Но круче всех обошелся с генералами отчаянная голова — Женичка, брат Анатолия Ивановича. Военный егерь подрядился с ним насчет совместного обслуживания генералов. Женичка предоставляет свою избу под генеральское общежитие, дает свои лодки, возит на охоту, за это получает чаевые, право охотиться в заповеднике и винную порцию. Приехали шесть генералов, охотились и все наградные егерю отдали. Женичку даже за стол не пригласили. Он на первый раз смолчал. Потом приезжают еще шестеро. Садятся ужинать, ставят на стол коньяк, егерю преподносят стопочку, а Женичке опять ничего. Он быстро сгонял жену за пол-литрой, выпил духом, после чего с матом выгнал генералов из дому и все их постели и пожитки на улицу побросал. Перед всем миром опозорил генералов.

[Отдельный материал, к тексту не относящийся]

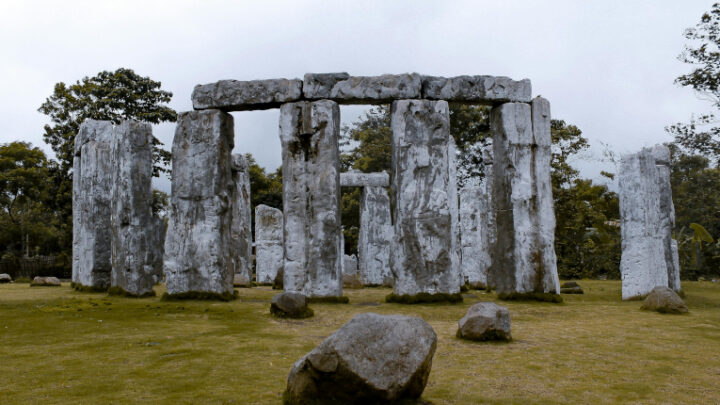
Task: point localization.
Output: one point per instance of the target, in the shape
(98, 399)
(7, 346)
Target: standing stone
(197, 245)
(131, 220)
(240, 231)
(647, 217)
(268, 243)
(92, 171)
(375, 236)
(425, 250)
(309, 134)
(524, 262)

Самым же большим дураком из генералов оказался пожилой артиллерист. На первой зорьке он убил трех шушпанов, а когда пошел на другую зорьку, сказал: «Мне шушпанов бить неинтересно, больно они просты, мне бы парочку чирков». Он и верно подстелил двух чирков, а шушпанов не трогал, хотя они подсаживались к самому шалашу. Вот дурак, так дурак!
Закат. На ветке висит ослепительная капелька солнца.
Анатолий Иванович презирает женщин. Попив из Великого воды горстью, он сказал: «Воняет, наверное, баба купалась».
Ливень подступал четкой белой полосой на воде, а над нами шел солнечный грибной дождь. Полоса придвинулась вплотную, отступила, снова подошла и, скрав солнце, накрыла жестоким дождем.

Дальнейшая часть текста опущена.